The start of the school year is around the corner and with it the same questions about what to put in our children’s or teens’ lunch boxes. Most parents are concerned about providing their children with the best nutrition possible to maintain their health and well-being. How can you offer your children balanced lunches while avoiding monotony?
You know more than anyone what each family member’s food preferences are. It can sometimes be difficult to find a middle ground between foods that are familiar and loved and the ones that you would like them to discover to promote variety. A well-stocked lunch box, filled with a variety of flavours and colours, and even some little surprises—now that will brighten up your children’s day!
The Canada Food Guide: your ally
The Canada Food Guide is a reference for Canadian families in terms of nutrition. This guide provides information for the best daily dietary choices. For instance, it suggests eating a variety of healthy foods every day and choosing water as the beverage of choice. Eating foods with fibre-rich protein is encouraged.
Fruits and vegetables rich in carbohydrates give your child energy quickly. Furthermore, they are also an important source of vitamin, mineral and dietary fibre intake, making them an essential part of a healthy lunch box. Make sure to include the following foods in your child’s lunch box:
- raw vegetables
- fresh fruit
- vegetable juice, and
- unsweetened fruit compote
Like fruits and vegetables, whole grain foods are an important source of energy, vitamins, minerals and fibre that your child can’t do without. Here are some examples of foods to choose:
- whole wheat or multigrain bread
- cereal bars
- fibre enriched pasta, and
- rice cakes
Protein-rich foods also provide energy and are essential to health. It is recommended to favour foods with plant-based protein as much as possible. Milk and other dairy products are an excellent source of calcium and vitamin D for healthy bones. You can choose from a variety of nutritious foods to add to your lunch box, including:
- yogurt (regular or yogurt drinks)
- cheese curds
- tofu, and
Foods to avoid
There are also foods that should be kept far away from your child’s lunch box.
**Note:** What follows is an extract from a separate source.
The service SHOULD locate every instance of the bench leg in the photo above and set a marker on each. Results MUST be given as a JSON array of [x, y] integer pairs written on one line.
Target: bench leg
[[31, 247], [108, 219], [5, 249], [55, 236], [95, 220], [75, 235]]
Here are a few examples:
- foods that are rich in sugar or salt (sodium).
- foods that contain saturated or trans fats (hydrogenated oil, shortening, etc.).
- processed foods (opt for apples rather than apple desserts!).
- foods that contain a lot of artificial ingredients (i.e. food colorants).
- foods or drinks that have no nutritional value (i.e. chocolate treats, soft drinks).
Hot or cold lunches?
The traditional sandwich doesn’t have to be boring. Use your imagination: tortilla, panini, kaiser, there are several types of breads and toppings available. You can add hummus, olives, salsa, rasped apples, anything goes! If you prefer a hot meal, last night’s leftovers usually do the trick, if they are balanced of course! Be sure to include a fruit or a piece of cheese if necessary.
Lastly, here are a few simple tips to make preparing lunches easier:
- Plan meals and lunch box contents for the week.
- Make a shopping list before going to the grocery store, but let yourself be inspired by the products offered at the store, especially if they are on sale.
- Cut raw vegetables to be used for lunches ahead of time.
- Make larger quantities of food and freeze individual portions.
- Encourage your children to help you prepare meals and make lunches.
Making lunches doesn’t have to be a chore. Include healthy and varied foods in the menu, while keeping in mind your children’s tastes and using your imagination. That is the key to a healthy lunch box!